The Poco vacancy came about when Randy Meisner left the band, to join The Eagles. Seven years later you were replacing him in the Eagles. Did you have some kind of pact with him?
Just a twist of fate I guess. It just happened that way - I happened to be the guy who fitted the bill.
You joined the Eagles fresh from their massive 'Hotel California' success. Did the band feel the weight of expectation on its shoulders with the 'Long Run' album?
There was stuff going on previous to my even being around that was building up to all this stuff including the pressure of trying to follow up 'Hotel California'. I didn't personally feel it as much as they did, being new on board, and any tensions that were going on I just interpreted as being regular band problems. I certainly had no idea of the magnitude of it, but of course I eventually found out when we split up for so long.
Presumably there was a fairly established power base in the Eagles by that time - was it difficult to get your own songs and influences into the set?
You know what, I don't look at it that way. I think that my career is more than fair - I have nothing to complain about.
After the double album 'Eagles Live' came out in 1980, we didn't hear anything from the band until the split was officially announced a couple of years later. Did you make a conscious decision then to concentrate on solo work, or were you tempted to hitch up with another band?
Whatever I was to do, and whatever I did do, was just practising my craft - I sang on a lot of records, I did some solo stuff, I even toured here and there with some people - I simply did what I do, you know what I mean? I didn't go out and work in a market or anything, I try and keep doing what I do.
You've certainly been pretty busy over the years guest starring on other people's records, from the Simpsons to Spinal Tap?
Yeah, well I like to work. A lot of times I'll meet someone who I'm a fan of and simply tell them that, because I really mean it, that if they ever want any help then I'll come along and sing. A lot of times they say really? You would? And I'll go sure, why not and sometimes they call me back!
You obviously kept touch with your old band mates, Don Henley played on your 'Tell Me The Truth' album and I notice that your current drummer Scott Crago was involved with the Eagles as well?
He still is, he's the other percussionist in our road show. He's a good drummer and a great guy and real fast at what he does.
What made you wait 11 years before releasing another solo album?
Oh I don't know, I mean right in the heart of things the 'Hell Freezes Over' album project with the band kept me real busy. I don't really know, I guess the time wasn't right. To conceive of putting out a record on my own label, which is what I've done in the US, it didn't occur to me years ago. I was having difficulty getting anyone to look twice at me from a major label and I decided it's OK, I accept that, you know? I'm probably risky business for them but you know what? I'm going to do it anyway, on my own and on a smaller level.

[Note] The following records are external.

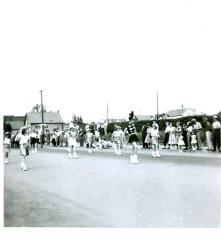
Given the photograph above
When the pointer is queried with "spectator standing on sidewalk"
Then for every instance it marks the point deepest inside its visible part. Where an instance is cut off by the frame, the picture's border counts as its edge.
(184, 134)
(144, 134)
(208, 132)
(197, 127)
(7, 145)
(216, 133)
(189, 130)
(167, 134)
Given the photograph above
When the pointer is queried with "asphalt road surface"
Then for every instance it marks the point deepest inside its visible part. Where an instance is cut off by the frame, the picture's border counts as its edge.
(105, 190)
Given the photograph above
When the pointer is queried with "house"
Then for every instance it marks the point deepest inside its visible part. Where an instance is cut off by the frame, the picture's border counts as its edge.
(16, 122)
(182, 112)
(145, 117)
(115, 120)
(52, 119)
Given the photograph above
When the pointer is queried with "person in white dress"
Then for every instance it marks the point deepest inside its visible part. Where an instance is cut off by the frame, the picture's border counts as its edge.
(33, 140)
(7, 145)
(194, 141)
(71, 136)
(24, 141)
(155, 140)
(118, 139)
(89, 139)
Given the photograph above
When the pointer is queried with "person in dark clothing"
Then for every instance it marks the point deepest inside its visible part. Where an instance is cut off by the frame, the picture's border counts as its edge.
(144, 134)
(167, 134)
(185, 136)
(216, 133)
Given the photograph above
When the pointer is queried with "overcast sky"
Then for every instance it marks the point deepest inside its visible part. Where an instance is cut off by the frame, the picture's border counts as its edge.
(85, 54)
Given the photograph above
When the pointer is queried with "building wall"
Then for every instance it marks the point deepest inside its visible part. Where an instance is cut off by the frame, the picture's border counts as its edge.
(51, 126)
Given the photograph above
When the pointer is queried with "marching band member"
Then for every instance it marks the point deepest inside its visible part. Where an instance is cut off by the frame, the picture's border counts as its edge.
(71, 136)
(89, 139)
(33, 139)
(155, 140)
(133, 139)
(7, 145)
(118, 138)
(24, 140)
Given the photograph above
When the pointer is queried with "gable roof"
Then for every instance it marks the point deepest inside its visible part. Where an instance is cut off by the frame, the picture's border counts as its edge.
(49, 117)
(181, 112)
(145, 117)
(16, 122)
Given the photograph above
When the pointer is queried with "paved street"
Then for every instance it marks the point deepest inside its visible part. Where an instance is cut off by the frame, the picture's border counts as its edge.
(105, 190)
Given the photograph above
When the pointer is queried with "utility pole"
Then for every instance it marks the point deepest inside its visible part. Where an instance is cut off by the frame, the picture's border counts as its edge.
(42, 120)
(107, 113)
(157, 106)
(42, 110)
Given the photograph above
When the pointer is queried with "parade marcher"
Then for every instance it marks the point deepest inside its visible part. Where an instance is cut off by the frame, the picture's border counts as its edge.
(133, 139)
(7, 145)
(33, 139)
(47, 136)
(155, 140)
(148, 136)
(189, 130)
(102, 131)
(144, 134)
(178, 133)
(167, 134)
(24, 140)
(208, 132)
(81, 137)
(180, 143)
(89, 139)
(197, 127)
(71, 136)
(172, 137)
(53, 139)
(216, 133)
(105, 127)
(118, 139)
(184, 134)
(194, 141)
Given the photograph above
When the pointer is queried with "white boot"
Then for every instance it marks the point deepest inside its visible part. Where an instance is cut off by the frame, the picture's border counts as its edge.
(133, 158)
(153, 154)
(157, 154)
(119, 152)
(24, 168)
(22, 165)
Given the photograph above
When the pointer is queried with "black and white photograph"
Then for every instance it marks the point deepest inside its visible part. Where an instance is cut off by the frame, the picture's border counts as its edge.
(111, 115)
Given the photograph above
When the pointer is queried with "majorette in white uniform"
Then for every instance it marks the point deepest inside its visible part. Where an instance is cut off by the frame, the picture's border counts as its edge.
(71, 136)
(118, 138)
(24, 140)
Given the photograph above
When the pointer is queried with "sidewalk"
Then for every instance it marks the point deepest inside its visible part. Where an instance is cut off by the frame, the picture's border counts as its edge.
(163, 152)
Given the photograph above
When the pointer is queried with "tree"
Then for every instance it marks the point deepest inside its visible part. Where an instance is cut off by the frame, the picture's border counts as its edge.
(132, 116)
(77, 119)
(7, 127)
(37, 108)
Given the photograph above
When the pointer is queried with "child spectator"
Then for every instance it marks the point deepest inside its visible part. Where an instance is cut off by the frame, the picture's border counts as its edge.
(24, 140)
(193, 141)
(7, 145)
(155, 141)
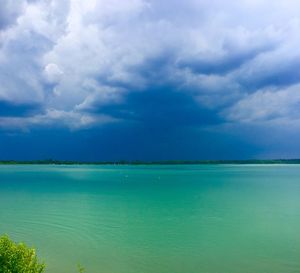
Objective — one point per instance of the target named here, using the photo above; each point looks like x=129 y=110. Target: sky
x=149 y=79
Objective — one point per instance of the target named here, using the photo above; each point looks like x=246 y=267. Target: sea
x=155 y=218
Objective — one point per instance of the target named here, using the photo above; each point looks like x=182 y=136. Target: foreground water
x=156 y=219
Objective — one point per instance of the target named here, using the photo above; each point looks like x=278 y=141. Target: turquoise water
x=156 y=219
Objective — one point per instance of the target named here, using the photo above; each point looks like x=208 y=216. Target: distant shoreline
x=166 y=162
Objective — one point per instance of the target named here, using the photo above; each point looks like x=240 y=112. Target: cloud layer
x=203 y=64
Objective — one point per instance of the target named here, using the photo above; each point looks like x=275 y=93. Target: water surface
x=156 y=219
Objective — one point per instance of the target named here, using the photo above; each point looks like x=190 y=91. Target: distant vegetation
x=166 y=162
x=18 y=258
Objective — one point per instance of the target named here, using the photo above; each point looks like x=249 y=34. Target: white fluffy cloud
x=239 y=58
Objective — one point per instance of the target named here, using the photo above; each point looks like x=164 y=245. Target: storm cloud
x=185 y=66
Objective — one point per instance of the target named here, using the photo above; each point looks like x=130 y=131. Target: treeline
x=136 y=162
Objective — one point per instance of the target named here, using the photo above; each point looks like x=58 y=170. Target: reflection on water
x=156 y=219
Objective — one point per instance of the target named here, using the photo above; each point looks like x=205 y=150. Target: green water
x=156 y=219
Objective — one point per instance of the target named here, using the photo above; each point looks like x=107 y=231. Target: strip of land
x=136 y=162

Has anything you've heard over the intervening decade influenced the new record?
I can't be specific with answering that, but I really believe that everything I hear goes in and influences me, in some ways it's got to. There's a lot of great talent out there.
Was it refreshing to be able to record at home in your own time?
The whole thing of having everything under my control is more than refreshing, because the buck stops with me, I don't answer to anybody.
One thing that struck me about 'Feed The Fire' was the production which you largely did yourself - is this something you want to do more of in the future?
I've done a little here and there. I've been doing this long enough that I know what I want and I know what to do and how to get it done. I'm not bragging, but I've been doing this for so long. Sometimes it's good to have another person involved but in this instance it was a good experience.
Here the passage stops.